Design Article
Chip synthesis: A new approach to RTL implementation
Paul van Besouw, president and CEO, Oasys Design Systems
2/16/2010 5:23 AM EST
Traditional synthesis is coming apart at the seams, especially for designs larger than
Synthesis: a little bit of history
From early days, all synthesis tools have been built basically the same way: turn the RTL code into gates using fairly naïve algorithms, and then optimize the gates to meet the constraints. It's as if C language compilers all worked by turning the C straight into machine instructions, and then optimizing the machine instructions. In principle, with enough runtime and enough clever optimization techniques, working at the machine instruction level might discover a higher-level optimization such as pulling a constant sub-expression out of a loop. However, it is much better just to do higher-level optimizations at the higher level in the first place.
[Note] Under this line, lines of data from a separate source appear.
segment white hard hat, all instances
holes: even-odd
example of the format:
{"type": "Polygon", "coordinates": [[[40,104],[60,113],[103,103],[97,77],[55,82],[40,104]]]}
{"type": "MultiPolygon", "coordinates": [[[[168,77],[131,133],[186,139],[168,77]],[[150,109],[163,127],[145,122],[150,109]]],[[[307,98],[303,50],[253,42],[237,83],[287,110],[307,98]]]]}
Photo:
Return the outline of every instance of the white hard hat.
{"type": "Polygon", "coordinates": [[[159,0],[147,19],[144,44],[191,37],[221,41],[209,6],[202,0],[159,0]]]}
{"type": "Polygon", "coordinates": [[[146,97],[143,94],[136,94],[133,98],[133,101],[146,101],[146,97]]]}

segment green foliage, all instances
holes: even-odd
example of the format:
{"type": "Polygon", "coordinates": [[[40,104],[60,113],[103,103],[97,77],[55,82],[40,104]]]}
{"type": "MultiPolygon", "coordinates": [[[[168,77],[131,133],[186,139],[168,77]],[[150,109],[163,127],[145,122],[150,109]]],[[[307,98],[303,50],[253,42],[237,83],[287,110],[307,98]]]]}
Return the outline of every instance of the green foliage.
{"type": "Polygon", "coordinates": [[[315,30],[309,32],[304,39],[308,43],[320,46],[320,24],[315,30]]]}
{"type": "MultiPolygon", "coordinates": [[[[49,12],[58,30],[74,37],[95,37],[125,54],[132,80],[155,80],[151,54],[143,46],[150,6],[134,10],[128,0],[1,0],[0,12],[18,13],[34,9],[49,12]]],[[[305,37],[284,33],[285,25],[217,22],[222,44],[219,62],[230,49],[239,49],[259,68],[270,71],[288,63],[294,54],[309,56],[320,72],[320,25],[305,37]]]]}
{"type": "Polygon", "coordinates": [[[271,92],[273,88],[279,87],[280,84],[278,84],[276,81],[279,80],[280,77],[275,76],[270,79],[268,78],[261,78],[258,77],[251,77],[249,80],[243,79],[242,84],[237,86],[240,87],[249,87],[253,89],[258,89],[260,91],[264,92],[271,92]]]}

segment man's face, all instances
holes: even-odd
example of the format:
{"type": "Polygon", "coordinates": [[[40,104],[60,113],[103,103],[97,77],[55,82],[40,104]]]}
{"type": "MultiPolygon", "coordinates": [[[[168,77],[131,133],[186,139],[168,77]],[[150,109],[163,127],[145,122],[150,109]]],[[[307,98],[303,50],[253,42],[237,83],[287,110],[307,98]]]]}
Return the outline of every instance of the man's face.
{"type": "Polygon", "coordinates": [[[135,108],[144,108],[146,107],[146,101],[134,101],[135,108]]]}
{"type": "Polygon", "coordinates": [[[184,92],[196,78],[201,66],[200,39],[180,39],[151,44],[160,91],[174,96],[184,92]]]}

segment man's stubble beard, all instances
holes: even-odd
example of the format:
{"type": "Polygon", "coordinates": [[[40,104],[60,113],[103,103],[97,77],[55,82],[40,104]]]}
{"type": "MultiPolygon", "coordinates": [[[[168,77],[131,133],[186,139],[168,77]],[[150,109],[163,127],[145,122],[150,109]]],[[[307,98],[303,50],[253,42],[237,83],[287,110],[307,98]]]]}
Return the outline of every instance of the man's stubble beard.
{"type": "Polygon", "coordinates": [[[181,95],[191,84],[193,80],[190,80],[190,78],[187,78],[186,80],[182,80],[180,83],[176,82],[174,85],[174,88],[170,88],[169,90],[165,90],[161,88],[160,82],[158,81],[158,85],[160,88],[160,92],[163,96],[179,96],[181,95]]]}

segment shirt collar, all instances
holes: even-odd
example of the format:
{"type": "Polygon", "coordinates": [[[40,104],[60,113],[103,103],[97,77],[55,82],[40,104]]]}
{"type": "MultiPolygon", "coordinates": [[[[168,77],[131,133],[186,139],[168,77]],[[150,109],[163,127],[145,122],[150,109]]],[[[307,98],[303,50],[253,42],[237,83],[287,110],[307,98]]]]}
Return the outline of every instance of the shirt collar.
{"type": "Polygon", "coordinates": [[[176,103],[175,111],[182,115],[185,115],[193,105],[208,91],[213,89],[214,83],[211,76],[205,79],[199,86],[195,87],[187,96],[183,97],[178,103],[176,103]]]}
Modern C compilers are indeed built this way, with global optimizers that look at a high-level representation of the program, and a straightforward peephole optimizer cleaning up final details at the machine instruction level at the very end.
The first logic synthesis tools in the late 1980s simply optimized gate-level netlists derived from schematics. RTL synthesis was added on top of that foundation of logic optimization. The RTL code was read in and reduced to a control/dataflow data-structure, which was then turned into gates. Finally, the gate-level optimizer would grind away until the design met its timing constraints. Since the impact of wires on timing was almost entirely capacitive (resistance was not yet an issuetiming analyzers didn't even take it into account), simple wire-load models were used and the gates were not physically placed until the next step, place and route.
When physical information became more important, placement was merged into the gate-level optimization step so that instead of using wire load models, an estimated route including resistance could be calculated. For the last twenty years, synthesis has been built around a core of gate-level optimization.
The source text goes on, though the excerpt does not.